Job Description :

We are seeking a Senior Big Data Engineer with deep expertise in on-premises Big Data platforms, specifically the Cloudera ecosystem, and a strong background in the telecom domain.

The ideal candidate will have 1215 years of experience building and managing large-scale data lakes, developing batch and real-time pipelines, and working with distributed data systems in telecom environments.

While the primary focus is on on-premises Cloudera-based data lakes, familiarity with cloud data services (AWS, Azure, or GCP) is considered an added advantage.

Key Responsibilities :

- Design, build, and maintain on-premises data pipelines using Apache Spark, Hive, and Python on Cloudera.
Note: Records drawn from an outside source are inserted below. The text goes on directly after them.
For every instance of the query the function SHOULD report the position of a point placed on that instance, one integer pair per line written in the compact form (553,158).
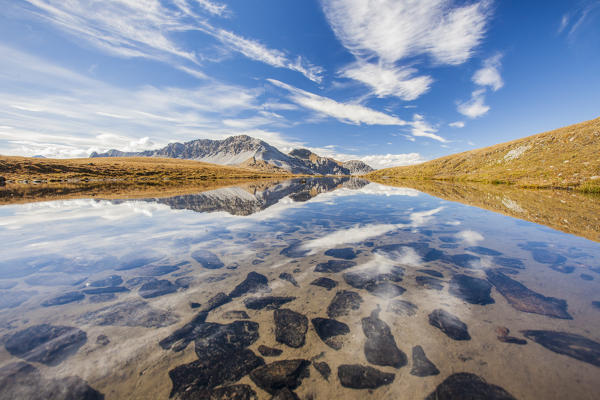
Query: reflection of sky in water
(56,247)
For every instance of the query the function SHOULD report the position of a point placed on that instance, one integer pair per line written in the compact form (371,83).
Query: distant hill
(252,153)
(568,157)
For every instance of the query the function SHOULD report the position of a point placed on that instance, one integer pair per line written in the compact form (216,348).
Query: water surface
(352,289)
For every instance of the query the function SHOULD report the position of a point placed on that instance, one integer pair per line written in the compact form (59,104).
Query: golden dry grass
(129,169)
(568,157)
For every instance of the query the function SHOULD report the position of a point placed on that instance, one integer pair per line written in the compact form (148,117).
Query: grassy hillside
(568,157)
(138,169)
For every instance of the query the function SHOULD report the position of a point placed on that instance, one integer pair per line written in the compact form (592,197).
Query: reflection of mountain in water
(249,200)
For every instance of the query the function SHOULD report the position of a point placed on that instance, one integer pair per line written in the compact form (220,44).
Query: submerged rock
(402,307)
(330,331)
(45,343)
(431,272)
(453,327)
(288,277)
(380,346)
(484,251)
(334,266)
(429,282)
(268,302)
(422,366)
(19,380)
(207,373)
(569,344)
(130,313)
(157,288)
(207,259)
(346,253)
(343,302)
(290,327)
(357,376)
(280,374)
(269,351)
(178,340)
(468,386)
(253,283)
(112,280)
(323,369)
(65,298)
(235,314)
(526,300)
(472,290)
(324,282)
- Develop real-time data ingestion workflows using Kafka, tailored for telecom datasets (e.g., usage logs, CDRs).

- Manage job orchestration and scheduling using Oozie, with data access enabled via Hue and secured through Ranger.

- Implement and manage data security policies (Kerberos, Ranger) to ensure compliance and controlled access.

- Develop and expose REST APIs for downstream integration and data access.

- Ensure performance tuning, resource optimization, and high availability of the Cloudera platform.

- Collaborate with data architects, engineers, and business stakeholders to deliver end-to-end solutions in a telecom context.

- Support data migration or integration efforts with cloud platforms where applicable is added advantage.

Required Skills & Experience :

- 1215 years of experience in Big Data engineering, with hands-on focus on on-premises data lake environments.

- Extensive Telecom domain knowledge including data models and pipelines related to CDRs, BSS/OSS, customer and network data.

Strong practical experience with :

- Cloudera (CDH/CDP) components : Spark, Hive, HDFS, HBase, Impala

- Kafka : configuration, topic management, producer/consumer setup

- Python for data transformations and automation

- Job orchestration via Oozie

- Access control and metadata management using Ranger

- Proficient in performance tuning, resource management, and security hardening of Big Data platforms.

- Experience with API development and integration for data services.

Optional/Added Advantage :

- Exposure to cloud platforms (AWS EMR, Azure HDInsight, GCP Dataproc), hybrid architecture understanding.

Preferred Qualities :

- Strong problem-solving and troubleshooting skills in distributed data systems.

- Ability to work independently in a fast-paced project environment.

- Effective communicator with both technical and business teams.

- Experience in mentoring junior engineers or leading small technical teams is a plus.